Literature DB >> 10197295

Salivary clearance and urinary metabolic pattern of caffeine in healthy children and in pediatric patients with hepatocellular diseases.

A el-Yazigi1, S Shabib, S al-Rawithi, A Yusuf, E S Legayada, A al-Humidan.   

Abstract

Measurement of salivary clearance and urinary metabolites of caffeine is an excellent noninvasive tool for assessing liver function, particularly the activity of cytochrome P4501A2 (CYP1A2), N-acetyltransferase (NAT), and xanthine oxidase (XO). This study was undertaken to measure the clearance of caffeine using saliva as a biological fluid and to assess the activities of the above-mentioned enzymes in healthy children and pediatric patients with liver diseases using urinary molar ratios of different caffeine metabolites. The well-established two-sample saliva approach was used to measure the clearance of caffeine in nine pediatric patients with liver diseases (LD) and in nine healthy children.
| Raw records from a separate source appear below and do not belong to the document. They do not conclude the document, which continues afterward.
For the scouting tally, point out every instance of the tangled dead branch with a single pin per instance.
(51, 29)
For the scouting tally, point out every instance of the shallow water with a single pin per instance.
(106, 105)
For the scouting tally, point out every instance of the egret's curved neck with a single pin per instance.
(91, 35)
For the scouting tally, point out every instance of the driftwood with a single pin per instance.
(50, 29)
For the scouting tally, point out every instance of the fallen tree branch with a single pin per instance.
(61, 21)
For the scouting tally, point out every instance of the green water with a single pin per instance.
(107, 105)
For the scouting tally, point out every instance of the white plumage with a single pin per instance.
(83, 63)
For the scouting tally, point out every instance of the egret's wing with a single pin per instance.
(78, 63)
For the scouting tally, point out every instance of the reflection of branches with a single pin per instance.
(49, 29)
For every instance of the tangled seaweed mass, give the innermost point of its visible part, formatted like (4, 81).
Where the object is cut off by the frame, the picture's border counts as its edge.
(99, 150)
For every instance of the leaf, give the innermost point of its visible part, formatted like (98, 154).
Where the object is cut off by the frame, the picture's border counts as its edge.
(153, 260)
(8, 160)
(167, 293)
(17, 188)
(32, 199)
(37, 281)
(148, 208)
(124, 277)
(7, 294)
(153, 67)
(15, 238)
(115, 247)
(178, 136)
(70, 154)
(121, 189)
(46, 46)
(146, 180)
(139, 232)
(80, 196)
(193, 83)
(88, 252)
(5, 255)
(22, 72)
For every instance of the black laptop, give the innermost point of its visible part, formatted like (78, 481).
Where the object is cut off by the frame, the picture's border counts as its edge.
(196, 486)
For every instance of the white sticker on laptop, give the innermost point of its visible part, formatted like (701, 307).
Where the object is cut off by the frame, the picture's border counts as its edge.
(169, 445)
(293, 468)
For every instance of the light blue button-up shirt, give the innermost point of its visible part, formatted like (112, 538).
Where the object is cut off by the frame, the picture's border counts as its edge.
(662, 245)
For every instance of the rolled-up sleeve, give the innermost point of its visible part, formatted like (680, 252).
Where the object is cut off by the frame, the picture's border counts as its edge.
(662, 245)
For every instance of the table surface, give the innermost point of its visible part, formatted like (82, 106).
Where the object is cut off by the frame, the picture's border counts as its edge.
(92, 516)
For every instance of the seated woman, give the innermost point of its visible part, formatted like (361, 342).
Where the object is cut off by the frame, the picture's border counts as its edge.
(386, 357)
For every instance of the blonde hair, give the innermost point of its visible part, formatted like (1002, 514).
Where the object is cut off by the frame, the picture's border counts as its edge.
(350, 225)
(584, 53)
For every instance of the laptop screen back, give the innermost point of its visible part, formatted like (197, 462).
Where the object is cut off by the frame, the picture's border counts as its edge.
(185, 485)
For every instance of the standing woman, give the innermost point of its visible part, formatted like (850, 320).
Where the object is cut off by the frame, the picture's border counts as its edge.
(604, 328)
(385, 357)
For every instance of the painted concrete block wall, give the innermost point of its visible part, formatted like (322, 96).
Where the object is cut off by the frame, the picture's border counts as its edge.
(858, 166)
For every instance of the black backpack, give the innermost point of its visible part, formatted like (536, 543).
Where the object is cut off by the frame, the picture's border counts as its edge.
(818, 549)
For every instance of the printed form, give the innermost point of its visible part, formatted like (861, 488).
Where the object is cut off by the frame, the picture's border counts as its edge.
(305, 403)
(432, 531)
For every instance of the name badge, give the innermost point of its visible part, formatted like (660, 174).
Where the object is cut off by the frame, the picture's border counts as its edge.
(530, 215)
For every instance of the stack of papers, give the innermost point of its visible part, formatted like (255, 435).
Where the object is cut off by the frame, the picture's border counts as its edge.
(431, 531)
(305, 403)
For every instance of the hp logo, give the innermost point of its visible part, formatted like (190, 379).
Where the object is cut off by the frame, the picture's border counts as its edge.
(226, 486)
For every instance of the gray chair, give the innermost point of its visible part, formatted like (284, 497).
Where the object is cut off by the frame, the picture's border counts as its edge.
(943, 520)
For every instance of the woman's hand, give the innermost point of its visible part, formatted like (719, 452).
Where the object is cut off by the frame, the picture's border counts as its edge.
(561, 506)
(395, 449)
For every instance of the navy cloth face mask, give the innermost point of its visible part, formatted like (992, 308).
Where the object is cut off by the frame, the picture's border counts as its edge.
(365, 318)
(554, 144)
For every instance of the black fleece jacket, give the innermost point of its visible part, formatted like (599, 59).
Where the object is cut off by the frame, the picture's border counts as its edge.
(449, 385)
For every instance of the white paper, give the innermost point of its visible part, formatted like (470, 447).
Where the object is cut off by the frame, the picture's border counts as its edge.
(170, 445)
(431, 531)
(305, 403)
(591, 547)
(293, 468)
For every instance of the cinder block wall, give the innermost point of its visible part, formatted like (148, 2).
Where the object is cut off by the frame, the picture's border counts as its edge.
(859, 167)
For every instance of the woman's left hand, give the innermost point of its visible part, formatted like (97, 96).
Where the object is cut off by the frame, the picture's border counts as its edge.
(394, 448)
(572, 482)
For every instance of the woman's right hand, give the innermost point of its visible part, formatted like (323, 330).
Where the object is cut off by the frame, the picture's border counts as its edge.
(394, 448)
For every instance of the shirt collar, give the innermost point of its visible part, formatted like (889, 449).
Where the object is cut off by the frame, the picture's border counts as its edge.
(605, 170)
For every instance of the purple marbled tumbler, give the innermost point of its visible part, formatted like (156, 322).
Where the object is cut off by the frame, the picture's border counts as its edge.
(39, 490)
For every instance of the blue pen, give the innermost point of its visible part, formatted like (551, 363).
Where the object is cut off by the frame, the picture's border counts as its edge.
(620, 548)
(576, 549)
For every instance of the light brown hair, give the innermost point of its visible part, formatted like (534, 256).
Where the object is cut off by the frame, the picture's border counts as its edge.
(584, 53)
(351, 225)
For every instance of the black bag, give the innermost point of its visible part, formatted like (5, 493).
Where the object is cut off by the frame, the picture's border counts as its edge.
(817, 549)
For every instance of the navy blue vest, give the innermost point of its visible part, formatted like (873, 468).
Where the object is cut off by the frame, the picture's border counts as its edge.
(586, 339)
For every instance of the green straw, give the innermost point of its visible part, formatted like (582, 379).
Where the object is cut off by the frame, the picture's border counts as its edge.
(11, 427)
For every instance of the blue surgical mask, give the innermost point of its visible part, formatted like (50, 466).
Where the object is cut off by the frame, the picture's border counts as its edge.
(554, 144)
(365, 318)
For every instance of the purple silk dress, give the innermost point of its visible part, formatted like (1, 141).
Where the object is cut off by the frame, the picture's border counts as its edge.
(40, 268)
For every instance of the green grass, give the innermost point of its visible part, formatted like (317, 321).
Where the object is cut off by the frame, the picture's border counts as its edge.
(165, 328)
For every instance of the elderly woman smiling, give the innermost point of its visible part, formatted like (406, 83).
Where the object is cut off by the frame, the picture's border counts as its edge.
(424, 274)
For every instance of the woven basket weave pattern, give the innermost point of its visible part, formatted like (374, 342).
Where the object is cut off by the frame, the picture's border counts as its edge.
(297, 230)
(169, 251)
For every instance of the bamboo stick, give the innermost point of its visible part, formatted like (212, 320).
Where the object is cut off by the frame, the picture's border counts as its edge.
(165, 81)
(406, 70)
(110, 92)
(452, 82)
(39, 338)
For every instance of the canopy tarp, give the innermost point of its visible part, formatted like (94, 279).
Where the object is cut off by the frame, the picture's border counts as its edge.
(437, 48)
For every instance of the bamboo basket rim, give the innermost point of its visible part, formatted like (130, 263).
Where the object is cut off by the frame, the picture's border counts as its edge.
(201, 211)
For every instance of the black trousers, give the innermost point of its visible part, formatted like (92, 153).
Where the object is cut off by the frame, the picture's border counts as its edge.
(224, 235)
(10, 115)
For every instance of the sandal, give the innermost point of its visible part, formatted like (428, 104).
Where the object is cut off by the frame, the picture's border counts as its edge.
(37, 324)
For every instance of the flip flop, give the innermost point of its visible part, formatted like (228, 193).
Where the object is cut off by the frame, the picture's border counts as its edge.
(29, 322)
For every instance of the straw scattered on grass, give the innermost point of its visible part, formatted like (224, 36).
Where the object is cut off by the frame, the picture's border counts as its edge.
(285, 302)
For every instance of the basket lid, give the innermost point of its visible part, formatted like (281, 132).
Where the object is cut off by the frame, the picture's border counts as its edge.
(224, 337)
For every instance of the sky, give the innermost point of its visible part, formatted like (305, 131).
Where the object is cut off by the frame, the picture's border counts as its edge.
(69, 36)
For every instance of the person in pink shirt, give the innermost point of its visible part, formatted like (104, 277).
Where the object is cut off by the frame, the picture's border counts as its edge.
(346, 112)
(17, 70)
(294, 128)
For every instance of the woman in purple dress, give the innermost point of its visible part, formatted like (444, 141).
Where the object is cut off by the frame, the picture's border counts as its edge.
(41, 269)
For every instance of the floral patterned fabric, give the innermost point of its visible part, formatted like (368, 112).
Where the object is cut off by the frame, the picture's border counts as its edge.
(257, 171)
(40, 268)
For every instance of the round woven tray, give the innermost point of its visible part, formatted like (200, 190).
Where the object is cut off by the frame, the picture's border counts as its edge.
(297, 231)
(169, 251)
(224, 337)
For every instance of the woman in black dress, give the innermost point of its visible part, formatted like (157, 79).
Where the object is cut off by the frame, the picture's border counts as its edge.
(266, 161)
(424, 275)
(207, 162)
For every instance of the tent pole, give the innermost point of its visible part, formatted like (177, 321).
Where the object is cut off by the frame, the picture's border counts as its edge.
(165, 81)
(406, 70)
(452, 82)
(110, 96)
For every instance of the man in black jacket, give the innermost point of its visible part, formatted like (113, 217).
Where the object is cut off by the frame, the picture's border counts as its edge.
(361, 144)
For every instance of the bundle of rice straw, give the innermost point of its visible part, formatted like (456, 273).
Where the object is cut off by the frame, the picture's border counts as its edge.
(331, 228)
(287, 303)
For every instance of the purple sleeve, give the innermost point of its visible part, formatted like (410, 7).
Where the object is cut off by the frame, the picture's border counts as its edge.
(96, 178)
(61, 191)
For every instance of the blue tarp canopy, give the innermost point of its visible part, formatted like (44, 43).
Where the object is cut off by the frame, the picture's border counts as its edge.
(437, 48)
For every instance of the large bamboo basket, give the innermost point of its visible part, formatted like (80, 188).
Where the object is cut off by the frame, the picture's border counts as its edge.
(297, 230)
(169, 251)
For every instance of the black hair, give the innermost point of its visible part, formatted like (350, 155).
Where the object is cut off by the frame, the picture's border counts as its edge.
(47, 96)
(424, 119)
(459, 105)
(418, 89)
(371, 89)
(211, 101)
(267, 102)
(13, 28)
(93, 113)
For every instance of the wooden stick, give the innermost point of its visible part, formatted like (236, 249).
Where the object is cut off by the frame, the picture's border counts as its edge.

The caffeine metabolites were also measured in the urine of these subjects by high-performance liquid chromatography, and urinary molar ratios of 5-acetylamino-6-formylamino-3-methyluracil (AFMU), 1-methylxanthine (1X), 1-methyluric acid (1U), and 1,7-dimethyluric acid (17U) were employed to estimate the activities of CYP1A2, NAT, and XO. The caffeine salivary clearance and the percentage of the dose excreted in the form of various metabolites were significantly (p < 0.035) smaller in the LD patients than those in healthy children. The urinary molar ratio of [AFMU + 1U + 1X]/17U, which reflects the activity of CYP1A2, was also significantly (p < 0.0005) reduced in these patients. However, there were no significant differences between the two groups in the ratios of AFMU/1X and 1U/1X, which estimate the activities of NAT and XO, respectively. In conclusion, the data obtained suggest that liver disease in pediatric subjects significantly reduces the salivary clearance of caffeine and the activity of cytochrome P4501A2, but it has no impact on the activities of NAT and XO.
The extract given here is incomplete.